I was just reading Johnny's blog and his post today got me to thinking.
When I was younger, I always said that I only wanted to have sons. Big, strapping boys who would catch bugs, play sports, and always be dirty. They would be handsome and funny and perfect gentlemen (of, course). I wanted no part of girls with their primping and whining and fear of earthworms, and don't even get me started on the teenage years!! (yes, I realize I am a girl and do not necessarily fit any of these descriptors).

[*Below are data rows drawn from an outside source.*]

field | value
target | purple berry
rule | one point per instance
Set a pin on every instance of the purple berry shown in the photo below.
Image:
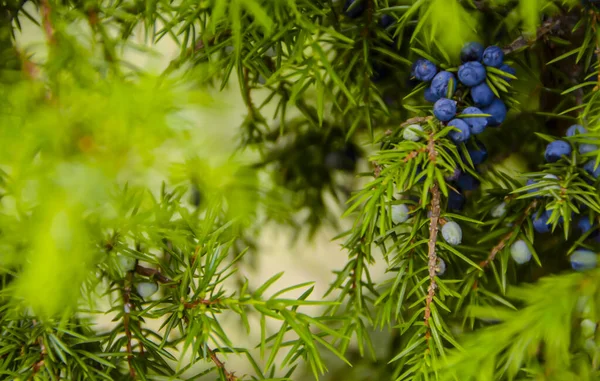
(471, 73)
(590, 167)
(556, 149)
(463, 133)
(424, 70)
(507, 69)
(477, 124)
(576, 129)
(440, 83)
(471, 51)
(482, 95)
(497, 110)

When I was pregnant, I refused to let anyone find out the gender of the baby. I didn't want to find out,but in my heart I knew he would be a boy. Even though we did everything neutral as far as nursery and clothes, we called the baby him until he was actually born. I would have been happy with a girl too, but I was going to have a son. I love being the mom of a boy. Sure he is usually dirty and I've had to learn about dinosaurs and Pokemon and Power Rangers, but he picks me flowers and gives the best hugs ever. He is definitely handsome and funny and is well on his way to being big and strapping.
Having a son has made me realize how much I really need a daughter. This feeling is increased every time I spend time with my nieces. The twins were born 3 weeks before Alex and AB will be two in June. The yearning started the first time I went out to buy cloths for the twins. I kept thinking how I needed someone to wear capri pants and sundresses and sandals. I would love to have someone who wanted piggy tails (or at least could wear them with out stares from strangers). I wanted someone who may want to learn to sew and scrapbook (Alex is interested in both of these hobbies as well, but who knows how long that will last). Someone who would love to wear a cute skirt, but would also love to get sweaty playing soccer or basketball.
So I am very happy to say that I am the mother of a boy, but can't wait to get a new girl in our house as well.